Our goal should be to help Europe correct its current trajectory. We will need a strong Europe to help us successfully compete, and to work in concert with us to prevent any adversary from dominating Europe. America is, understandably, sentimentally attached to the European continent— and, of course, to Britain and Ireland. The character of these countries is also strategically important because we count upon creative, capable, confident, democratic allies to establish conditions of stability and security. We want to work with aligned countries that want to restore their former greatness.

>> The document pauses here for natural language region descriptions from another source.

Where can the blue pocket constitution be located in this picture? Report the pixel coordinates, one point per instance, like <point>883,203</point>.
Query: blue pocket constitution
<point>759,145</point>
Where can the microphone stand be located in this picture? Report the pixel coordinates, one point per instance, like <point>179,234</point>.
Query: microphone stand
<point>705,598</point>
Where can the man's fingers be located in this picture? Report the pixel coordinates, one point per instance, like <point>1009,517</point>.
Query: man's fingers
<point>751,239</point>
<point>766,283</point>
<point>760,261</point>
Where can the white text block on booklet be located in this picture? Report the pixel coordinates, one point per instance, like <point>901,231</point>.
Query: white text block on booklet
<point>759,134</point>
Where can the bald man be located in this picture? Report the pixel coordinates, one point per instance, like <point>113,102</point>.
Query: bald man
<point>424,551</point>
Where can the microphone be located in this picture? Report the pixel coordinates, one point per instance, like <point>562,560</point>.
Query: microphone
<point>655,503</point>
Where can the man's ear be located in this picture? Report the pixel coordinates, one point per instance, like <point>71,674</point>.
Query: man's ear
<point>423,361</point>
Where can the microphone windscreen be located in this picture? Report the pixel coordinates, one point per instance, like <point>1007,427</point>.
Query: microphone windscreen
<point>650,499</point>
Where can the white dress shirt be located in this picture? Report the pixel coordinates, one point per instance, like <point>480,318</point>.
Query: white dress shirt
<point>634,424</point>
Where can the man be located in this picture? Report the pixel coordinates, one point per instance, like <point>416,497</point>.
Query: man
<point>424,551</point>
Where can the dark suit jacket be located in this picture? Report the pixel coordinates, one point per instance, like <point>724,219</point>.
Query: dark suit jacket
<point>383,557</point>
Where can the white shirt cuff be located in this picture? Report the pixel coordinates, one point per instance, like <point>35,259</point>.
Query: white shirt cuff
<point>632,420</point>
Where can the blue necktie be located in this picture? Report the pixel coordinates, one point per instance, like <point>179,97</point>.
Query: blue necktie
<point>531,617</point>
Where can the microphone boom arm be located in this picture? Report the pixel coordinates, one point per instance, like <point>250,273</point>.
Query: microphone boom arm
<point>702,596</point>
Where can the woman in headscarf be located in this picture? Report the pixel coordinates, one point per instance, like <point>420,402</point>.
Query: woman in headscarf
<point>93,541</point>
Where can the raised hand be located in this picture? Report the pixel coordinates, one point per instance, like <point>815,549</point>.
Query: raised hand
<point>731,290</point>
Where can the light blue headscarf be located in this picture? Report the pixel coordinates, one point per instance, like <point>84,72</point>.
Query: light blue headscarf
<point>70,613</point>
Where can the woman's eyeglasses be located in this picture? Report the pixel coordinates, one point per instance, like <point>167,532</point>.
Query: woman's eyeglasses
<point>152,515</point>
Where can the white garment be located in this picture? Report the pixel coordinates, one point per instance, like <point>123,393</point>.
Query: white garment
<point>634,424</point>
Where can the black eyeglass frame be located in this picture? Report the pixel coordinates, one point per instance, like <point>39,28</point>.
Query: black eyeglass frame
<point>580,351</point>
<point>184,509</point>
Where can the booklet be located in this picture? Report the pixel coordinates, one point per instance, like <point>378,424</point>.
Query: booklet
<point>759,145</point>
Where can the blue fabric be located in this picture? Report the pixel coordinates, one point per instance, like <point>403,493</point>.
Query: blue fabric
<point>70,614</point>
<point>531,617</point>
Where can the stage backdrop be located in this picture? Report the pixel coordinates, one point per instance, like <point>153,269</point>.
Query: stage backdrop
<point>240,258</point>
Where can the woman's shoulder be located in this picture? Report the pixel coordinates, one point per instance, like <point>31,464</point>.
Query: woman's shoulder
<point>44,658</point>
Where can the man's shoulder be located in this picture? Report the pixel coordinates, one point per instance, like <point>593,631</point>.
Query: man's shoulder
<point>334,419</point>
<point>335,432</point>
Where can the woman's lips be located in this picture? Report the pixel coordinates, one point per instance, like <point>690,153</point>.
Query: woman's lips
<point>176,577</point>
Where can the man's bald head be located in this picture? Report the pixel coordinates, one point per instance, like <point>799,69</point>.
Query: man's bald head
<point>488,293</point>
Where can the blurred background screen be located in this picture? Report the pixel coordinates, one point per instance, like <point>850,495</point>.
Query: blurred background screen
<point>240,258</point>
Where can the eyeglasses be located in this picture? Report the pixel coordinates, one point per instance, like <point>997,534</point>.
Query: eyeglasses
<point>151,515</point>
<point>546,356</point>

Over the long term, it is more than plausible that within a few decades at the latest, certain NATO members will become majority non-European. As such, it is an open question whether they will view their place in the world, or their alliance with the United States, in the same way as those who signed the NATO charter. Our broad policy for Europe should prioritize: • Reestablishing conditions of stability within Europe and strategic stability with Russia; • Enabling Europe to stand on its own feet and operate as a group of aligned sovereign nations, including by taking primary responsibility for its own defense, without being dominated by any adversarial power; • Cultivating resistance to Europe’s current trajectory within European nations; • Opening European markets to U.S. goods and services and ensuring fair treatment of U.S. workers and businesses; • Building up the healthy nations of Central, Eastern, and Southern Europe through commercial ties, weapons sales, political collaboration, and cultural and educational exchanges; • Ending the perception, and preventing the reality, of NATO as a perpetually expanding alliance; and • Encouraging Europe to take action to combat mercantilist overcapacity, technological theft, cyber espionage, and other hostile economic practices.